I started a AWS cluster (1master + 3core) and download the prebuilt Spark
binary. I downloaded the latest Anaconda Python and started a iPython
notebook server by running the command below:
ipython notebook --port 9999 --profile nbserver --no-browser
Then, I try to develop a Spark application running on top of YARN
interactively in the iPython notebook:
Here is the code that I have written:
import sys
import os
from pyspark import SparkContext, SparkConf
sys.path.append('/home/hadoop/myuser/spark-1.3.1-bin-hadoop2.4/python')
sys.path.append('/home/hadoop/myuser/spark-1.3.1-bin-hadoop2.4/python/lib/py4j-0.8.2.1-src.zip')
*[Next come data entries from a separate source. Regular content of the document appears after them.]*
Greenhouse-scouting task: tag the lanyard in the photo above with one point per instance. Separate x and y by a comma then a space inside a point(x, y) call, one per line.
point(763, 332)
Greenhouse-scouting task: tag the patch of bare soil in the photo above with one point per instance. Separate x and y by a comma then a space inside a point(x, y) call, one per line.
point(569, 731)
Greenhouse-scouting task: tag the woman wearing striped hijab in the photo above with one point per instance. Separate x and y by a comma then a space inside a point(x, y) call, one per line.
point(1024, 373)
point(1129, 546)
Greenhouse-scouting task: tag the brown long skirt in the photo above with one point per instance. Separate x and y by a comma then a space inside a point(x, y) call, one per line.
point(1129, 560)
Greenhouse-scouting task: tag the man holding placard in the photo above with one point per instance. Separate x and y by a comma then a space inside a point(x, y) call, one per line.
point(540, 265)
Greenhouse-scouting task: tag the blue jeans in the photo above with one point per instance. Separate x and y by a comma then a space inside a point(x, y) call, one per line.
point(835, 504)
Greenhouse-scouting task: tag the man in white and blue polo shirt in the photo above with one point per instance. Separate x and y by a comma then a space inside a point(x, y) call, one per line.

os.environ["YARN_CONF_DIR"] = "/home/hadoop/conf"
os.environ["SPARK_HOME"] = "/home/hadoop/bwang/spark-1.3.1-bin-hadoop2.4"
conf = (SparkConf()
.setMaster("yarn-client")
.setAppName("Spark ML")
.set("spark.executor.memory", "2g")
)
sc = SparkContext(conf=conf)
data = sc.textFile("hdfs://
ec2-xx.xx.xx.xxxx.compute-1.amazonaws.com:8020/data/*")
data.count()
The code works all the way till the count, and it shows
"com.hadoop.compression.lzo.LzoCodec not found"..
Here <http://www.wepaste.com/sparkcompression/>is the full log.
I did some search, and it is basically around Spark cannot access Lzocodec
library.
I have tried to use os.environ to set the SPARK_CLASSPATH and
SPARK_LIBRARY_PATH to include the hadoop-lzo.jar which is located in
"./home/hadoop/.versions/2.4.0-amzn-4/share/hadoop/common/lib/hadoop-lzo.jar
" in AWS hadoop. However, it is still not working.
Can anyone show me how to solve this problem?